Journey of a postdoc

When I started my PhD, the workload was big but everything was so mind-blowing. It was amazing to be part of a research team. But soon it became obvious the place was not such a haven. PhD students crying between or during meetings, postdocs obsessed with their contract finishing too soon and not having finished their project. By the end of my PhD, several friends were forced to finish their project on unemployment money. Of course, they had no choice given the importance of recommendation letters and the efforts they had already invested. My flatmate, after 3 years being paid 30% less that what she could have had if she was not registered as a PhD student, was kicked out in a parody of fair committee, comprising only friends of her PhD director who wanted to get rid of her. If she was not a good student, why wait three years? She was helping her family with money and was working hard. At that stage I had lost illusions on academia. Behind the facade ‘people living their passion’, there was instead a situation where people were taken advantage of. The publication process seemed also ridiculous and luck and rhetoric being involved in so many steps that the fierce competition was just an absurd comedy.

I still liked research in itself, so I went for a postdoc. The novelty of the topic and the team had a positive effect and reset my motivation. For a while. Then it was my turn to feel pressure and then worry about the renewal of my contract, with unsure funding or even unsure administrative possibility (with government threats of a new rule limiting postdoc to 4 years). I thought, maybe I will go back home. Would it be that bad? Abandoning research but being with friends and family again. My way to do research was also impacted. How can I go as fast as possible? What is the shortest path to publication? And instead of curiosity-driven research, it becomes publication-driven, which I think is good neither for the quality of research nor for our motivation. And now, what are the odds of finding a long-term position in academia? I oscillate between ‘anyway, there are so many people better than me, so be it’, and ‘is it really the last time I do research?’. I am lucky enough that my family has enough money, but I am getting older and the uncertainty of where to find a job in the future remains. And despite what I described above, I hope it will be in research.

Locked out

I am so used to work in academia with people from all over the world that I forget how special and interesting it is. However, this has a downside – people need to expatriate themselves. When I was a teenager, I really believed citizen of the world existed. That a country was a mere concept, an illusion. But later I realized what it implies with respect to one’s relatives, the time lost far away, the cultural and language barriers which makes one feel isolated. The way I can describe it best is seeing everything like through a glass pane. You are not part of your surroundings. After my PhD, that I did in my own country, people around me made it clear that I had to move abroad. I had rather not. But it seemed the rule to have a chance of finding an academic position. Of course, the pandemics made it all worse. I spent 5 months without seeing my partner. Well, without seeing anyone on weekends either, not knowing many people around. I felt very isolated, alone, and I was not really sure anymore what was life good for. This period of my life is still weird to think about and hard to process. I found particularly difficult what I perceived as a lack of support or understanding from the directorship. It seems they do not realize that their staff is not ‘home’ in Dresden. A striking example is when they lifted the ‘2 weeks mandatory home-office after traveling abroad’ and ‘forgot’ to let the staff know. This ‘2 weeks mandatory home-office’ was very bad for international employees. Adding this many days to say, one week of holidays, make it actually impossible to take holidays to go home. The minimum thing to do would have been to realize the huge consequences this decision had on people personal life and inform us. Anyway, I was lucky that only my grandmother died during this time, so I did not miss too many funerals. Some people have sick parents that they cannot visit.

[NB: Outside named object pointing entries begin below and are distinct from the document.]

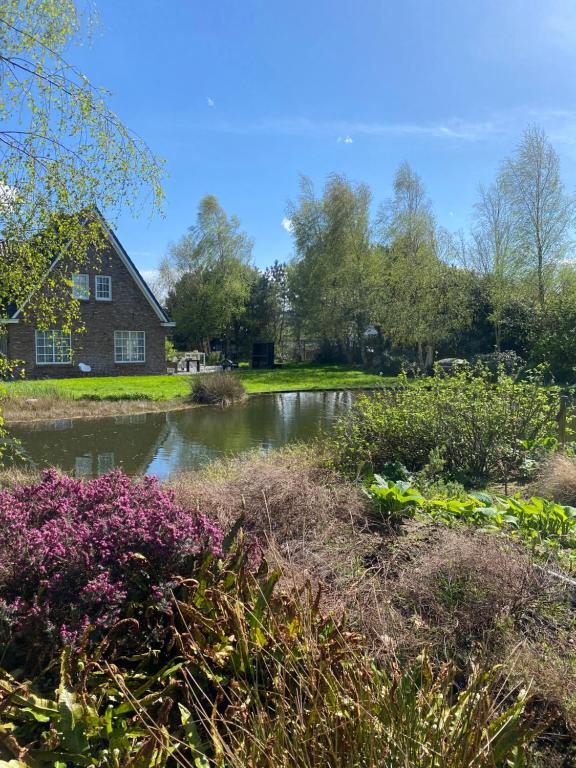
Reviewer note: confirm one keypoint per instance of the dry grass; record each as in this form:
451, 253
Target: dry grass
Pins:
456, 592
557, 479
216, 389
17, 476
463, 585
48, 407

This situation was deeply worsened by the pandemics, but is not specific to it. Being far from relatives, but also struggling to do basic things like finding a physician, or being yelled at by random people for not knowing the language, is part of the experience of being abroad. Which could be fun adventures if it would be chosen freely rather than following what is presented as the only option for not being kicked out of academia. Ironically, I just read an article saying that people doing postdocs abroad do not improve their chances of finding a permanent position.